Community mental health is a decentralized pattern of mental health, mental health care, or other services for people with mental illnesses. Community-based care is designed to supplement and decrease the need for more costly inpatient mental health care delivered in hospitals. Community mental health care may be more accessible and responsive to local needs because it is based in a variety of community settings rather than aggregating and isolating patients and patient care in central hospitals. Community mental health assessment, which has grown into a science called psychiatric epidemiology, is a field of research measuring rates of mental disorder upon which mental health care systems can be developed and evaluated.

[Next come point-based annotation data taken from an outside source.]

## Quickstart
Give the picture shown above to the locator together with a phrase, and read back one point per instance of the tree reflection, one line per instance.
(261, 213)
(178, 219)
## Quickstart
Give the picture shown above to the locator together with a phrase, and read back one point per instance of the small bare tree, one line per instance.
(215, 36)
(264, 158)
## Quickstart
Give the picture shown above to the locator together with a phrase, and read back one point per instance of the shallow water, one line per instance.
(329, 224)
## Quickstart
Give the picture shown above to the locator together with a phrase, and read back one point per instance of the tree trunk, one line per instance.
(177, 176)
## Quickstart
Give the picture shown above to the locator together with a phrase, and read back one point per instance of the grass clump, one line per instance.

Community mental health centers

In the United States, a modern increase in community mental health care delivery began in the 1960s when President John F. Kennedy signed the 1963 Community Mental Health Centers (CMHC) Act (Public Law #88-164). Growing community mental health capacities were intended to complement and mirror trends toward fewer hospital stays and shorter visits for mental illness (see Deinstitutionalization). This restructuring of mental health service delivery has occurred in the context of evolving fiscal responsibilities, however. The goals and practices of community mental health have been complicated and revised by economic and political changes.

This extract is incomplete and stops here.